Encore un beau roman atypique chez Métailié, il nous vient d’Italie cette fois. Vous connaissez la camorra façon documentaire de Gomorra de Roberto Saviano ? Découvrez-la romancée dans L’offense de Francesco De Filippo.
Il ne voulait pas être camorriste Gennaro, jeune homme d’un quartier populaire de Naples. Mais dans ce quartier, quand on a 21 ans, on ne dit pas non à Don Rafele. Et Don Rafele n’est pas seulement le parrain du quartier, c’est un boss, un vrai, une pieuvre avec des tentacules dans le monde entier. Pourtant il est simple Gennaro, il ne se pose pas trop de questions, mais il n’a pas non plus de grandes ambitions : « Moi, je voulais pas tuer, je voulais pas tirer et je voulais casser la gueule à personne, je voulais … je l’ai dit mille fois, je voulais seulement gagner ma vie. »

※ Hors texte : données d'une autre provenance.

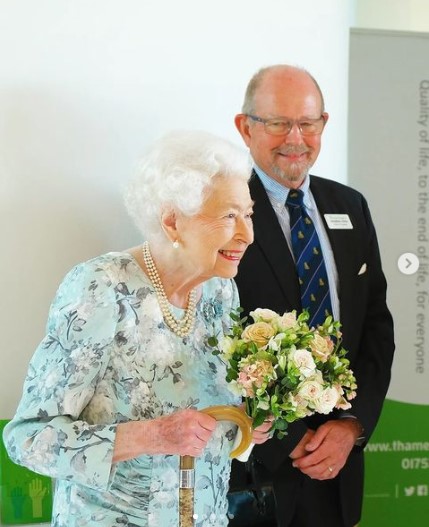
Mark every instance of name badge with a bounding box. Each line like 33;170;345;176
324;214;353;229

Alors quand peu à peu il prend conscience du regard des autres, il s’en étonne : « J’étais personne avant, j’étais personne en ce moment et surtout je serai personne à l’avenir. Qu’est-ce que je devais faire ? ». Et puis s’est l’engrenage, inévitable, pour un Gennaro qui, comme il le dit souvent, ne comprends pas grand-chose à ce qu’on lui fait vraiment faire …
Bienvenue dans la tête d’un camorriste malgré lui. Car c’est bien ce qu’est Gennaro, bourreau mais également (et surtout ?) victime d’une organisation criminelle qui noyaute toute la ville. Victime inconsciente parfois, consentante aussi, victime et bénéficiaire.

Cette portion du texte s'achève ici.